Plt Dirjen Planologi Kehutanan dan juga Tata Lingkungan Kementerian Lingkungan Hidup serta Kehutanan (KLHK) Herban Heryandana mengungkapkan Indonesia memulai pembangunan sistem informasi geospasial dengan mengacu terhadap Kerangka Kerja PBB UN IGIF. Menurut Herban, sistem informasi geospasial yang tersebut kuat sangat penting untuk menjawab tantangan pembangunan.
“Misalnya green and blue economy seperti Asta Cita Presiden Prabowo,” katanya ketika memberi pidato kunci pada pertemuan diskusi panel bertajuk Advancing Geospatial Information for Enhancing Climate Action Strategies to Achieve Net Zero Emission pada Paviliun Indonesia pada Kongres Perubahan Iklim COP29 UNFCCC di area Baku, Azerbaijan, Kamis, 14 Oktober 2024.
Herban melanjutkan sistem informasi geospasial yang dimaksud kuat juga sangat diperlukan untuk mencapai target pengurangan emisi karbon dari sektor kehutanan kemudian pemanfaatan lahan (Forestry and Other Land Use/FOLU). Indonesia mencanangkan FOLU Net Sink pada tahun 2030.
“Kita perlu mendirikan sistem monitoring serta reporting yang tersebut kuat untuk FOLU Net Sink dengan mengintegrasikan berbagai data informasi geospasial seperti citra satelit resolusi tinggi, data tutupan hutan, lalu data deforestasi serta degradasi lahan,” katanya.
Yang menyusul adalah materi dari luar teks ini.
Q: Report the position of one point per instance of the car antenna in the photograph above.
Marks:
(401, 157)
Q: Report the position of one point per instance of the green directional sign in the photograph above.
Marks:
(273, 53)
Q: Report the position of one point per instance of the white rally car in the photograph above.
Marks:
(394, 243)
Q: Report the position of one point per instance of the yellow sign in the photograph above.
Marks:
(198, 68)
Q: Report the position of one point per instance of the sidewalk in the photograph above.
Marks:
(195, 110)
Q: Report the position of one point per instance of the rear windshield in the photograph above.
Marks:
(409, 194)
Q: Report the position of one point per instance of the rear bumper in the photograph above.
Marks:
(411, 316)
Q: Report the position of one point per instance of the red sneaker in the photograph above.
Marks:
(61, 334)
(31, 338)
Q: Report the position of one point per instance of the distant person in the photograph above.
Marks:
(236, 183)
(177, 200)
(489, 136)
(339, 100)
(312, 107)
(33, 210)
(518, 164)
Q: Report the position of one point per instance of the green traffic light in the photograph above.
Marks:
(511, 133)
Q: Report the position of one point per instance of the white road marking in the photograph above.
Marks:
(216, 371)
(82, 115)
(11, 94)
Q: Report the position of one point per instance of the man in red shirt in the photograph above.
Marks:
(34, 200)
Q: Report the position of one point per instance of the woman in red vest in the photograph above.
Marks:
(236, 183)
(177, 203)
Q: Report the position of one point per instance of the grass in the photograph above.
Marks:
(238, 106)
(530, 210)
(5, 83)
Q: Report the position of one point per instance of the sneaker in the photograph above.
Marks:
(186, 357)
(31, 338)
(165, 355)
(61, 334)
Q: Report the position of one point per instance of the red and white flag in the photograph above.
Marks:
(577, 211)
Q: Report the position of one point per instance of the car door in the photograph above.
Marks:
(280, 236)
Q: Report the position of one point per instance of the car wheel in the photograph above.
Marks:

Terkait hal itu, Kementerian Lingkungan Hidup lalu Kehutanan telah lama memulai pembangunan SIGAP (Sistem Pengetahuan Geospasial) KLHK, yang digunakan merupakan sistem penyelenggaraan informasi geospasial tematik, sekaligus sumber data untuk informasi kehutanan.
SIGAP mengatur 102 informasi geospasial tematik yang mana diperoleh dari berbagai sumber, juga dilengkapi perangkat keamanan lalu kerahasiaan data. Selain itu, SIGAP merupakan open source yang tersebut aksesnya terbuka untuk masyarakat.
Sementara itu Kepala Badan Data Geospasial (BIG) Prof. Muh Aris Marfai yang dimaksud juga menyampaikan pidato kunci pada diskusi yang dimaksud menyatakan pemerintah Indonesia berjanji untuk menyediakan data informasi geospasial untuk mengupayakan perencanaan juga pembangunan, termasuk pada aksi iklim.